Lonmin activist shot dead in South Africa
Fears that violent clashes between rival unions fighting to represent miners in South Africa were sparked on the news that a senior member of South Africa's National Union of Mineworkers (NUM) was shot dead in the restive platinum belt town of Marikana.
Reuters reported that while the motive of the shooting was unknown, tensions in the mining sector of South Africa have been high. NUM has had tens of thousands of members in the platinum shafts poached by a rival group, the Association of Mineworkers and Construction Union (AMCU), in a turf war that killed dozens of people in 2012. Sporadic killings have occurred this year.
"He was killed last night. We don't know why at this stage, but there appears to be a resurgence of violence in the area," NUM spokesman Lesiba Seshoka told Reuters.
"We appeal for our members to remain calm while the police carry out their investigation," he said.
Police spokesman Thulani Ngubane confirmed a man was shot on the night of Oct. 17 but did not release his name and said the reason for the shooting was unknown.
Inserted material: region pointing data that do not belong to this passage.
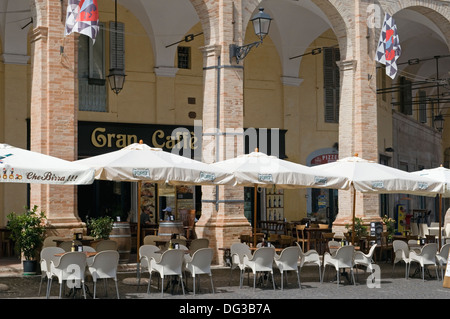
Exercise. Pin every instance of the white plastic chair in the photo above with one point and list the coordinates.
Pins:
(447, 231)
(70, 266)
(310, 258)
(260, 261)
(198, 243)
(333, 246)
(441, 258)
(401, 253)
(288, 261)
(89, 249)
(106, 244)
(146, 253)
(423, 230)
(104, 266)
(200, 264)
(363, 259)
(427, 256)
(46, 256)
(343, 258)
(151, 239)
(237, 253)
(170, 264)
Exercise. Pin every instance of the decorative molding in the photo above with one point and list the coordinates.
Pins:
(12, 58)
(166, 71)
(211, 50)
(291, 81)
(347, 65)
(39, 33)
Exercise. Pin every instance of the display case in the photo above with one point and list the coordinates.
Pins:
(274, 204)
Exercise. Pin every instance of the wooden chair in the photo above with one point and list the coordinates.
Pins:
(300, 231)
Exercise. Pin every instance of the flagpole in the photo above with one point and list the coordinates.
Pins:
(440, 221)
(353, 215)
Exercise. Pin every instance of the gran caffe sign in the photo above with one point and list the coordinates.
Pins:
(95, 138)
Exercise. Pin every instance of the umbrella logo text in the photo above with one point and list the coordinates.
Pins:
(265, 178)
(422, 185)
(320, 180)
(378, 185)
(205, 176)
(141, 173)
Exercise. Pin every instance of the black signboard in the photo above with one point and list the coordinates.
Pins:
(95, 138)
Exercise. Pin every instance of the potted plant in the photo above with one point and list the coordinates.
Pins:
(390, 226)
(100, 228)
(360, 228)
(28, 233)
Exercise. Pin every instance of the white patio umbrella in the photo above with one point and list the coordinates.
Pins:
(259, 169)
(441, 174)
(19, 165)
(139, 162)
(371, 177)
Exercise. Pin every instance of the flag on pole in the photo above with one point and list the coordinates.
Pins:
(82, 17)
(389, 50)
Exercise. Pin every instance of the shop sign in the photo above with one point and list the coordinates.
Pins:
(324, 159)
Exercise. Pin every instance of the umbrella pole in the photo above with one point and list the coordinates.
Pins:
(138, 235)
(440, 220)
(353, 217)
(254, 218)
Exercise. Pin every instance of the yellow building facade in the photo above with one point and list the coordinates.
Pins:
(179, 71)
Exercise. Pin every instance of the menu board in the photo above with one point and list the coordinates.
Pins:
(147, 199)
(446, 283)
(185, 197)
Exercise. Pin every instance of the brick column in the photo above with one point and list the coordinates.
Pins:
(358, 130)
(54, 104)
(222, 219)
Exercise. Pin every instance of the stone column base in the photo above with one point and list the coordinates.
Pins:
(222, 232)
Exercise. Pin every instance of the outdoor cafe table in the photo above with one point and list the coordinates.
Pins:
(84, 241)
(314, 235)
(87, 253)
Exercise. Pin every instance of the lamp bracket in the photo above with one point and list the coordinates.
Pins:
(240, 52)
"He was on his way to the informal settlement that is next to Lonmin. As he was about to pick up his girlfriend, four men opened fire at his vehicle. He got out of the car and he got hit by seven bullets and then died on the scene," Ngubane said.
Lonmin spokeswoman Sue Vey said the victim was the NUM chairperson at the Roland shaft at the company's Western Platinum mine.
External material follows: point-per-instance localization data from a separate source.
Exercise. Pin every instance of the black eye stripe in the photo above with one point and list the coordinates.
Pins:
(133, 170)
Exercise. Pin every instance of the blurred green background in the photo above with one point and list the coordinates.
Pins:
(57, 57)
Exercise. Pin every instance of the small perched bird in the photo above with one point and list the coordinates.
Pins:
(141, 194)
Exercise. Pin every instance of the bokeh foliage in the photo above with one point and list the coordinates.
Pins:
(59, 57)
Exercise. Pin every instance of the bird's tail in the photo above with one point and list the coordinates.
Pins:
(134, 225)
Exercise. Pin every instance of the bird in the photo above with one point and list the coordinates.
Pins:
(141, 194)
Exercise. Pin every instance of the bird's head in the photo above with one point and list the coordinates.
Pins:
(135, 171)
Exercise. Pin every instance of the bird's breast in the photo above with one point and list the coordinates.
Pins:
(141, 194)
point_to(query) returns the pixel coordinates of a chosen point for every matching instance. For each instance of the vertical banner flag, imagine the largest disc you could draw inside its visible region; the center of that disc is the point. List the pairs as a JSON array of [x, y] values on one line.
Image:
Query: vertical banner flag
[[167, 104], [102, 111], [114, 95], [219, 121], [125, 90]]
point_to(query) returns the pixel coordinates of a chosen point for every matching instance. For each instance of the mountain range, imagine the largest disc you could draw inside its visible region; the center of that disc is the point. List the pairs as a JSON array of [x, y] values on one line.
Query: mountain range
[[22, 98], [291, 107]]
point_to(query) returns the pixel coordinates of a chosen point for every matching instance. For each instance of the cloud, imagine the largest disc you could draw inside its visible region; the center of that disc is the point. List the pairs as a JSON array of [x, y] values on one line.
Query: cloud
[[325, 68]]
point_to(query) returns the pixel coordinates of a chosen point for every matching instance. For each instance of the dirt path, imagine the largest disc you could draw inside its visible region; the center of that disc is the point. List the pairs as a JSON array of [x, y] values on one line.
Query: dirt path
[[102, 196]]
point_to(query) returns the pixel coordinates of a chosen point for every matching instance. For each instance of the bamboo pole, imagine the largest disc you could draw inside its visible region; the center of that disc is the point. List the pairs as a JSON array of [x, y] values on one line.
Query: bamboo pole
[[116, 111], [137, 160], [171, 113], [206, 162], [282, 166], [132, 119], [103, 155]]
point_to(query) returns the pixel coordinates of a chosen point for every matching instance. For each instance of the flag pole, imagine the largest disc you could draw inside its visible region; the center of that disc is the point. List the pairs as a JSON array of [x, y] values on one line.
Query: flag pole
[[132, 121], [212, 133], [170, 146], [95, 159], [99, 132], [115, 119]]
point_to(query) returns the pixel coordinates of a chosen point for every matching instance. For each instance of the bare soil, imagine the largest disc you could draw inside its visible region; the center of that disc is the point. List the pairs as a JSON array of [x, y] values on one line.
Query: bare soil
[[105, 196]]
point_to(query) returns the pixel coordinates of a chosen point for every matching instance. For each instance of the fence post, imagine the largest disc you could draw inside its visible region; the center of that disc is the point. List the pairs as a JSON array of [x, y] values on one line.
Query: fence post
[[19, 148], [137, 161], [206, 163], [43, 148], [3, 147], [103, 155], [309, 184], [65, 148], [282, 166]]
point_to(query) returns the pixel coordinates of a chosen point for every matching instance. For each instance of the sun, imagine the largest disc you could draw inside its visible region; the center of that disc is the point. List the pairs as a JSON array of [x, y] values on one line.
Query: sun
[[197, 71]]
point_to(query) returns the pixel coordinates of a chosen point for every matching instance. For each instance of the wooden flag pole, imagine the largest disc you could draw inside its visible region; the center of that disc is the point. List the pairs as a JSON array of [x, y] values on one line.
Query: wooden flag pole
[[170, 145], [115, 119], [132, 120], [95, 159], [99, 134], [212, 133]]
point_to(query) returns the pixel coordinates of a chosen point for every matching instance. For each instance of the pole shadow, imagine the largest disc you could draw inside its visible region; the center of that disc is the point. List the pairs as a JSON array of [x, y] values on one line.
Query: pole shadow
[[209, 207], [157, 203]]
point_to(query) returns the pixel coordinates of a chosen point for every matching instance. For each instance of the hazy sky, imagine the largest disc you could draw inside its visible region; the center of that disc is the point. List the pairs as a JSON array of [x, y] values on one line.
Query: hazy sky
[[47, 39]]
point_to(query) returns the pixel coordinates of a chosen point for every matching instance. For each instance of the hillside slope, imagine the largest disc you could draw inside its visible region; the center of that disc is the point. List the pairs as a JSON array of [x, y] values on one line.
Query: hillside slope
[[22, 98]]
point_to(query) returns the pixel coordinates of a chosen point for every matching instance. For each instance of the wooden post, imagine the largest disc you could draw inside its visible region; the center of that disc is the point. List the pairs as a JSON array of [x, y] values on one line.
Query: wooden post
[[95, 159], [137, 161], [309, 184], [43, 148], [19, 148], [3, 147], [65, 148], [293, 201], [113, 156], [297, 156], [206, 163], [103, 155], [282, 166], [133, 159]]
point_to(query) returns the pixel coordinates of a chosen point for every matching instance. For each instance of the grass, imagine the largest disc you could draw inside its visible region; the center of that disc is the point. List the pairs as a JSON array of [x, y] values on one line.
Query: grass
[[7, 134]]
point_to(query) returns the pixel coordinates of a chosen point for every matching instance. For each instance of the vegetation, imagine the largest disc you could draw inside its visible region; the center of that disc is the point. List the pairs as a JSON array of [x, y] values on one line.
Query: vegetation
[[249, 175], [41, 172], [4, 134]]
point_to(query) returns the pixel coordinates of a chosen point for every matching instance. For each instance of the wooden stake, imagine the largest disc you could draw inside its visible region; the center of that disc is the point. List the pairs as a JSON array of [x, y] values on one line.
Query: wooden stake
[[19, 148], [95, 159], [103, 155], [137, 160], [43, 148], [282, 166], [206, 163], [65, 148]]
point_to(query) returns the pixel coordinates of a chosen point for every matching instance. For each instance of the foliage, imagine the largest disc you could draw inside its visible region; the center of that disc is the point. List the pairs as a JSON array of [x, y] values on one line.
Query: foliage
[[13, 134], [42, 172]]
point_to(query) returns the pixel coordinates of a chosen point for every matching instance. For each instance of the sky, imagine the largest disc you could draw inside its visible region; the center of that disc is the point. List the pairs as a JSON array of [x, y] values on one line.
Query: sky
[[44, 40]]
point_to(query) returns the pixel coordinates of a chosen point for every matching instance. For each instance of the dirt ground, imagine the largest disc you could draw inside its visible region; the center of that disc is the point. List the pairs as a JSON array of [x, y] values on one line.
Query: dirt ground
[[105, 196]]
"We cannot say if this is linked to the union rivalry or not," she said.
Lonmin's Marikana operations were at the epicenter of the union conflict in August of 2012 where police shot dead 34 striking miners. It was the bloodiest security incident in the country since the demise of apartheid.
Lonmin earlier this year recognized AMCU, known for its militancy, as the majority union at its operations and stripped bargaining rights and even office space from other unions including NUM, a key labor ally of the ruling ANC.